Petista afirma que combate à fome deve ser obrigação constitucional e ataca futuros governos
O presidente Lula se emocionou nesta terça-feira (5) ao lembrar da infância e da época em que trabalhava como metalúrgico em Santos (SP), quando sentia fome e se “imaginava comendo um sanduíche de mortadela dos colegas”.
“Aconteceu várias vezes. Eu fui comer pão pela primeira vez, eu tinha sete anos de idade. Porque onde eu nasci, nem tinha dinheiro nem lugar para comprar pão. E ainda meu pai largou minha mãe comigo dentro da barriga dela”, afirmou o presidente.
As declarações ocorreram durante a reunião do Conselho Nacional de Segurança Alimentar, no Palácio do Planalto.
Segundo Lula, o combate à fome é um compromisso do governo, mas deveria ser “uma obrigatoriedade institucional”, independentemente de ideologia ou partido.

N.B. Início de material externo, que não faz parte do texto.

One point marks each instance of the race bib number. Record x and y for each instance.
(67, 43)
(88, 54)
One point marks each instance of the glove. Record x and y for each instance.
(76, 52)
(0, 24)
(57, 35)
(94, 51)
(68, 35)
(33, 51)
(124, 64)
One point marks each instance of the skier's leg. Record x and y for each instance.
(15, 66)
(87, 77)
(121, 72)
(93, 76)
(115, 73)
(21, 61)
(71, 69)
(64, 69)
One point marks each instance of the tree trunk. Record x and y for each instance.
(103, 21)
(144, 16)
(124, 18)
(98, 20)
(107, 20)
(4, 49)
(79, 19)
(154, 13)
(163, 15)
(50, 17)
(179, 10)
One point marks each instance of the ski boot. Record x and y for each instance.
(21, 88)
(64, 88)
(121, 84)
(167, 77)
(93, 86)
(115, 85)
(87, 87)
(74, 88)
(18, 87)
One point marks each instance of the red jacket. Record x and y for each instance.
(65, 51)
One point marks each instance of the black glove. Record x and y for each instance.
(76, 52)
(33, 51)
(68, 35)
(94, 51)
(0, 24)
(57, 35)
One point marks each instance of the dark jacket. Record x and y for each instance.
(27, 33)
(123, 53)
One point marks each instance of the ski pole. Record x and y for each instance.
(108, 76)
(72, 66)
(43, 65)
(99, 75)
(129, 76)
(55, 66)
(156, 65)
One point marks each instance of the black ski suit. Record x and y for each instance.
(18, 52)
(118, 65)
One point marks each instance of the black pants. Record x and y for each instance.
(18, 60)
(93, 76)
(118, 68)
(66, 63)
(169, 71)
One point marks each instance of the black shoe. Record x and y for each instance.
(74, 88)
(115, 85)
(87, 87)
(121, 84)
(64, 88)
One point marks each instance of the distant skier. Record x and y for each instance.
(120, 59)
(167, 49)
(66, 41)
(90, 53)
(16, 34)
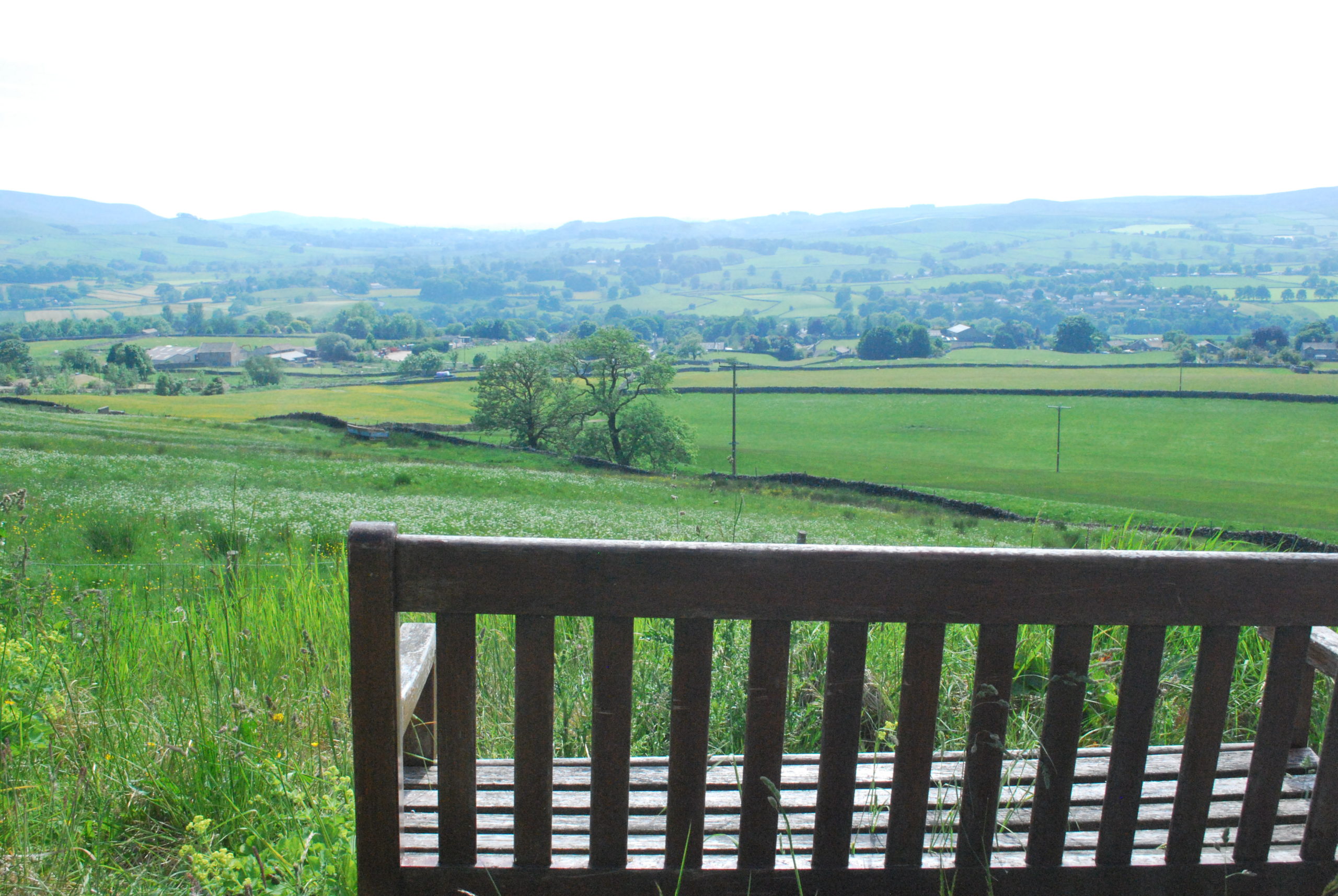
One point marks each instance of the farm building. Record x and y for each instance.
(220, 355)
(283, 352)
(1150, 344)
(166, 358)
(1320, 351)
(965, 334)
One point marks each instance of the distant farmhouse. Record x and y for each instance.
(965, 335)
(223, 355)
(1320, 351)
(218, 355)
(166, 358)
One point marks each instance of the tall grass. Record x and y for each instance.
(165, 728)
(173, 724)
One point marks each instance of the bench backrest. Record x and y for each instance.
(850, 588)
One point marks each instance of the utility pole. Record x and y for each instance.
(734, 420)
(1059, 420)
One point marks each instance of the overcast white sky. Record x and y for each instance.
(518, 113)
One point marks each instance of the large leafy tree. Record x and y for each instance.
(612, 372)
(1075, 334)
(526, 392)
(132, 358)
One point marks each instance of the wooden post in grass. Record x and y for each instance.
(1059, 419)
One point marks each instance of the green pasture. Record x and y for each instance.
(171, 729)
(426, 403)
(1251, 464)
(948, 376)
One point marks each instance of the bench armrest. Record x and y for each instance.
(418, 654)
(1324, 649)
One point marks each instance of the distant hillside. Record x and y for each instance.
(1036, 213)
(291, 221)
(70, 210)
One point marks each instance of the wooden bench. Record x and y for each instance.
(1201, 818)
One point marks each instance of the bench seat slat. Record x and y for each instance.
(1139, 677)
(922, 670)
(992, 692)
(610, 740)
(1071, 654)
(534, 657)
(1233, 761)
(844, 701)
(655, 801)
(765, 741)
(1196, 783)
(1273, 743)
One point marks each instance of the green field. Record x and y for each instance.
(1242, 464)
(170, 729)
(1250, 464)
(427, 403)
(1196, 377)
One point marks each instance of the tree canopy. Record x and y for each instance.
(1075, 335)
(525, 394)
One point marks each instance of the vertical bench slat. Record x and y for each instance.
(917, 715)
(844, 701)
(374, 665)
(534, 741)
(457, 745)
(765, 741)
(1305, 707)
(1273, 741)
(1321, 836)
(1213, 674)
(1140, 674)
(610, 741)
(1071, 654)
(992, 691)
(689, 719)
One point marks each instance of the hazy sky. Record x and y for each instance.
(532, 114)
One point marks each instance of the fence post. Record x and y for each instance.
(230, 574)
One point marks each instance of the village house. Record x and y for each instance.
(218, 355)
(1147, 344)
(1320, 351)
(168, 358)
(965, 335)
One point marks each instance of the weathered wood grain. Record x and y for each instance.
(844, 701)
(374, 664)
(689, 717)
(1269, 760)
(1213, 674)
(1139, 679)
(1322, 825)
(922, 669)
(676, 579)
(457, 692)
(765, 741)
(610, 741)
(992, 693)
(1071, 654)
(534, 645)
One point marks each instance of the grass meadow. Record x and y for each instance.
(1242, 464)
(1239, 464)
(173, 729)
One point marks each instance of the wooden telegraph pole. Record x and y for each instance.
(734, 420)
(1059, 420)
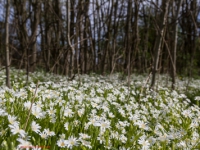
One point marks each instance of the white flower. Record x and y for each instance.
(83, 136)
(43, 135)
(12, 119)
(35, 127)
(62, 143)
(15, 130)
(142, 125)
(68, 112)
(49, 133)
(86, 143)
(144, 143)
(66, 125)
(72, 141)
(24, 144)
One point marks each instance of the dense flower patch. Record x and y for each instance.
(96, 112)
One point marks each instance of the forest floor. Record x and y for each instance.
(98, 112)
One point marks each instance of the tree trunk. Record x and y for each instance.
(175, 28)
(7, 45)
(158, 43)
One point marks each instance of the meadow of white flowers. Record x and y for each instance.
(97, 112)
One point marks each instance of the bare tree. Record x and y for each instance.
(159, 39)
(174, 48)
(7, 44)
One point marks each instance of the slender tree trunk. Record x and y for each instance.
(158, 44)
(175, 28)
(7, 44)
(35, 23)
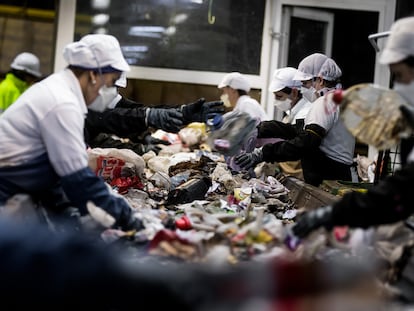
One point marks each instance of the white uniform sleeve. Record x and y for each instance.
(62, 131)
(323, 112)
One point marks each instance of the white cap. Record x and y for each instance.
(96, 51)
(122, 81)
(282, 78)
(27, 62)
(330, 70)
(236, 81)
(400, 43)
(310, 66)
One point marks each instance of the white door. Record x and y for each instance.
(303, 29)
(309, 23)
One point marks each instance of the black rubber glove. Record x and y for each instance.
(167, 119)
(249, 160)
(133, 223)
(151, 140)
(312, 220)
(201, 110)
(151, 144)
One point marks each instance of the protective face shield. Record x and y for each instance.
(105, 98)
(406, 91)
(324, 90)
(225, 99)
(309, 93)
(283, 105)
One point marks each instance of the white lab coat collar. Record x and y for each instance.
(74, 86)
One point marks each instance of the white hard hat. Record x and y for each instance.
(310, 66)
(330, 70)
(400, 43)
(96, 51)
(283, 77)
(236, 81)
(27, 62)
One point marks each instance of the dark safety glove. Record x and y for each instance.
(312, 220)
(133, 223)
(249, 160)
(151, 144)
(151, 140)
(167, 119)
(201, 110)
(408, 114)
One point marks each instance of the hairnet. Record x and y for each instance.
(96, 51)
(310, 66)
(27, 62)
(283, 77)
(400, 43)
(236, 81)
(330, 70)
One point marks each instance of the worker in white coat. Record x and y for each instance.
(42, 147)
(319, 75)
(235, 89)
(289, 99)
(325, 147)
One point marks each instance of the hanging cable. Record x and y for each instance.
(211, 18)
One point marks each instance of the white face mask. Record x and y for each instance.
(225, 99)
(406, 91)
(106, 96)
(309, 93)
(283, 105)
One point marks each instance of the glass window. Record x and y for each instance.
(203, 35)
(27, 26)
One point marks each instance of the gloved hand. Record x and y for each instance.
(151, 144)
(151, 140)
(312, 220)
(167, 119)
(249, 160)
(201, 110)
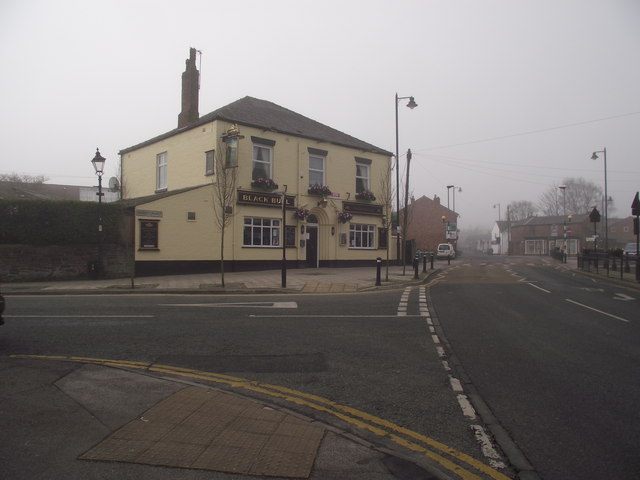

“A gente, se deixar o governo e entrar uma coisa qualquer nesse país, a fome volta outra vez. Porque não é prioridade. Não deveria ser um compromisso de um governo, deveria ser uma obrigatoriedade constitucional. No governo que tiver alguém passando fome, tem que decapitar o presidente”, disse.
Durante o discurso, Lula também celebrou a retirada do Brasil do Mapa da Fome, conforme divulgado pela ONU no final de julho.